Open for Business: The AfCFTA, Africa Trade, and Innovation Conference – A Recap

05 Jun 2024 | By Ghati Nyehita
speakers AfCFTA conference May 2024
05 Jun 2024 | By Ghati Nyehita

On May 16-17, 2024, the DST/NRF SARChI Research Chair of Intellectual Property, Innovation, and Development team attended the highly anticipated conference, "Open for Business: The AfCFTA, Africa Trade and Innovation Conference," held at UPSA Law School in Accra, Ghana. The theme, "Taking Stock of the Implementation of the AfCFTA: Continental Efforts, State Commitment, and Private Sector Involvement," drew experts and stakeholders from across the continent to discuss the progress and challenges of the AfCFTA.

Special Remarks: H.E. Wamkele Mene, Secretary General of AfCFTA Secretariat

Special Guest of Honour, H.E. Wamkele Mene, Secretary General of the AfCFTA Secretariat, underscored the importance of developing a robust legal and intellectual framework for the AfCFTA. He praised the agreement as one of the leading legal instruments on trade law globally, emphasizing that Africans have crafted a legal framework that is now sought after for advice on trade issues.

H.E. Wamkele Mene highlighted the significance of the ratification process—with 47 countries having ratified it. He also pointed out the critical role of the private sector in realizing the commercial value of the trade agreement.

Keynote Address: Economic and Political Dimensions

In the keynote address, Professor Melaku Desta, Coordinator of the African Trade Policy Centre at the United Nations Economic Commission for Africa, elaborated on the origins and objectives of the AfCFTA. He emphasized two main themes:

  1. Economic Prosperity: Driving growth and development across Africa.
  2. Political Stability: Promoting peace and stability through economic integration.

Insights from Professor Caroline Ncube

Professor Caroline Ncube was one of the distinguished guest speakers. She addressed the complex backdrop against which the AfCFTA is being implemented. She referred to this as a "polycrisis," highlighting the multitude of challenges such as wars, the COVID-19 pandemic, economic inequity, and climate change. Despite these hurdles, the AfCFTA is forging ahead, driven by the necessity to find solutions within the unique context of the African continent.

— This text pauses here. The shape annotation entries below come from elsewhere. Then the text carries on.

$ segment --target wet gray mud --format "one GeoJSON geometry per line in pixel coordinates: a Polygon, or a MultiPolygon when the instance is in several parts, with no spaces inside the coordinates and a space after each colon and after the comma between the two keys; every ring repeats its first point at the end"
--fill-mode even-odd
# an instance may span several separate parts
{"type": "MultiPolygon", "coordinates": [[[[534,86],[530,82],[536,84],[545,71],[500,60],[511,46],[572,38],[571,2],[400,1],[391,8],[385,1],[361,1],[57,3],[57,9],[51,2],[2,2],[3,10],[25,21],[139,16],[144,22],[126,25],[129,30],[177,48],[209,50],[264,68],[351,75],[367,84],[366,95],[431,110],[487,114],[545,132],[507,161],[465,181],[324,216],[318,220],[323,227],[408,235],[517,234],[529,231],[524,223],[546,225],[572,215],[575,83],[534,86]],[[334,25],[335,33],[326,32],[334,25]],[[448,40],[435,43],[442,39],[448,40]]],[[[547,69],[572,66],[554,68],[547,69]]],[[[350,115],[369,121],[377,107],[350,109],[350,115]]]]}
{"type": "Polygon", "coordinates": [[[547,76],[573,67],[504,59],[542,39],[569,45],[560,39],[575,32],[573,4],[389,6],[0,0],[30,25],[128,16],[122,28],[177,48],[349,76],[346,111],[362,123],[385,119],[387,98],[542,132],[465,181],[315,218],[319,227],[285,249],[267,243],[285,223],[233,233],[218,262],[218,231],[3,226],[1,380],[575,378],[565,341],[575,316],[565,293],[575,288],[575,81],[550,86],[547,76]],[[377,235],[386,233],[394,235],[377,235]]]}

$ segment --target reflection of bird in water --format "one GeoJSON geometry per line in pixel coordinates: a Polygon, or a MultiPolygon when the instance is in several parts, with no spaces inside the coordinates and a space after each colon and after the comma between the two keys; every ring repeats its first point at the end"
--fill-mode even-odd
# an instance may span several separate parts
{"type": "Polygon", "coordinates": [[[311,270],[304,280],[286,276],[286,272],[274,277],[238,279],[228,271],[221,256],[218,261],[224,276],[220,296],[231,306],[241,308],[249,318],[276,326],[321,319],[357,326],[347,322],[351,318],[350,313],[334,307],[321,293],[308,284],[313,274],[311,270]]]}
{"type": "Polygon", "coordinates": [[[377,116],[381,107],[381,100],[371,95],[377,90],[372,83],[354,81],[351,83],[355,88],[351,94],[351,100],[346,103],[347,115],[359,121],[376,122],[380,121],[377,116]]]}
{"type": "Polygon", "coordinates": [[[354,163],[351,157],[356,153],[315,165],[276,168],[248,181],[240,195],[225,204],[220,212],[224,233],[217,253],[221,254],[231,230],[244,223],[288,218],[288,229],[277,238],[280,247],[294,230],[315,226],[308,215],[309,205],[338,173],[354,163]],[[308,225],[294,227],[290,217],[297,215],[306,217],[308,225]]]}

Professor Ncube emphasized the importance of crafting norms to complete the legal architecture of the agreement. With eight protocols already in place—including those on intellectual property, investments, competition, digital trade, and dispute resolution—she challenged participants to move beyond critique and actively seek solutions to improve these frameworks.

Protecting Traditional Knowledge: Nate Gotora's Analysis

Another significant contribution came from Nate Gotora, who presented a paper analyzing the structural and systemic barriers to the AfCFTA's implementation in protecting traditional knowledge and cultural heritage. His critical analysis within the context of African trade law shed light on the need for robust measures to safeguard these invaluable aspects of Africa's heritage in the face of increasing globalization.